Importantly, Demotech insurers are awarded ratings high enough to be eligible for securitization by GSEs—in this case, Fannie Mae and Freddie Mac—without incurring increased fees charged by the GSEs for their vulnerability. The authors find that if these fragile insurers were assessed by S&P or AM Best, they would not achieve the level necessary to qualify—and the “vast majority would be rated as ‘junk.’” As a result, significant insurance insolvency risk is passed on to GSEs that have not levied additional fees or adjusted their eligibility requirements to account for the growing prevalence of fragile insurers and lax ratings.
An important driver in the growth of the market share of fragile insurers, perhaps ironically, is Florida’s public insurer of last resort: Citizens Property Insurance Corporation. This state-backed nonprofit insurer is designed to provide insurance for those who cannot find coverage in the private market, and ideally to mitigate the vacuum that large insurance provider flight leaves behind. But after several bad hurricane seasons in the 90s, Citizens had expanded significantly, and began its “depopulation” efforts in the 2000s, offloading policies to new entrant private insurers by matching Citizen policyholders with private alternatives. Financially fragile Demotech-rated firms are overwhelmingly absorbing these policies.
Finally, the authors use the experience of Hurricane Irma in 2017 to estimate the impact of fragile insurers on mortgage delinquencies. First, using Florida data covering 67 counties, the authors test the effect of the storm itself on serious mortgage delinquency and find that counties that received a Presidential Disaster Declaration (indicating direct exposure to the storm) experienced nearly a threefold increase in serious delinquency rate, jumping from 1.2 percent pre-storm to 3.5 percent months after. These results are significant, but also intuitive: Geographies that suffered the most damages are likely to bear a greater financial impact.
Next, the authors test the role that fragile insurer insolvency plays in exacerbating post-storm delinquency. Because Hurricane Irma affected households insured by Demotech insurers as well as households insured by traditional insurance providers, the authors were able to isolate and distinguish the role that insurer fragility played at the county level. To measure counties’ level of exposure to insolvent insurers, they calculated the share of total premiums, in 2016, of insurers that later became insolvent following Hurricane Irma. The authors estimate that counties in the 75th percentile of exposure to insolvent insurers experienced a 4.6 times higher increase in mortgage delinquency over the pre-hurricane baseline than counties in the 25th percentile of exposure.

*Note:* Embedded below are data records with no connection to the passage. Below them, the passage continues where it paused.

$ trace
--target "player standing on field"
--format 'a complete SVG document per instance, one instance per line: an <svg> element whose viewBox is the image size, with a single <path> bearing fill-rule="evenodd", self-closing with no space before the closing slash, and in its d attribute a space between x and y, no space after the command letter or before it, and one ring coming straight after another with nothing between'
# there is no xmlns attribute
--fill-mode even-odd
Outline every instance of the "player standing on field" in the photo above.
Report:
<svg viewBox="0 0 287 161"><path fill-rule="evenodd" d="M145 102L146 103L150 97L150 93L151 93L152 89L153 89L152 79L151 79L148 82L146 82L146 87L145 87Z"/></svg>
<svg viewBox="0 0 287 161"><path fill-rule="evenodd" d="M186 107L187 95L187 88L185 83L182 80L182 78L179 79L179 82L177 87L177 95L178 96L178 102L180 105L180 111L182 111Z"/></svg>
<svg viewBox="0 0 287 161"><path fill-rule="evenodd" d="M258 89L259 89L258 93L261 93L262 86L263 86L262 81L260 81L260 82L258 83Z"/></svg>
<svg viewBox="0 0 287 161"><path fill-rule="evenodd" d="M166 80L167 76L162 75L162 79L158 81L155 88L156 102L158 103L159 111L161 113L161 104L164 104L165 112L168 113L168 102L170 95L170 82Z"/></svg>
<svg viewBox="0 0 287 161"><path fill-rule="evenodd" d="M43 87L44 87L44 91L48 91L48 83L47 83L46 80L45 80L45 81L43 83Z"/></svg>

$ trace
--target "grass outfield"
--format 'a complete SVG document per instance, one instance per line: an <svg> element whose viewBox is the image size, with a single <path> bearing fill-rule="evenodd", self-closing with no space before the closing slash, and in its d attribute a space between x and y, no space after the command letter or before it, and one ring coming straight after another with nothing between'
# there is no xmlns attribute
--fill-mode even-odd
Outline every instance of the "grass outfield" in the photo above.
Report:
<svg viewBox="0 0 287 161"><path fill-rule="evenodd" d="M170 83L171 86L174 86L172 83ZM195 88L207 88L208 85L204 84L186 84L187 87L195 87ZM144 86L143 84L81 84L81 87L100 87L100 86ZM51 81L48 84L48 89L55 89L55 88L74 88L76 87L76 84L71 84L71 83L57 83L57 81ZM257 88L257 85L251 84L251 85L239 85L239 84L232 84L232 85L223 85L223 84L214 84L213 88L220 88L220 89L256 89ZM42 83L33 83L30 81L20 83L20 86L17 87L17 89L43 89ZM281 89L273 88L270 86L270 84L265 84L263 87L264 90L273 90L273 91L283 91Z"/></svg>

We find that these results convincingly demonstrate the impact of climate disasters on household financial stability and the compounding instability that comes from overreliance on risky insurance providers. As we and several others have said, the Fed should take climate-driven insurance breakdown seriously.
To cite this paper:
Sastry, Pari, Ishita Sen, and Ana-Maria Tenekedjieva. "When Insurers Exit: Climate Losses, Fragile Insurers, and Mortgage Markets." Harvard Business School Working Paper, No. 24-051, February 2024. (SSRN Working Paper Series, No. 4674279, December 2023.)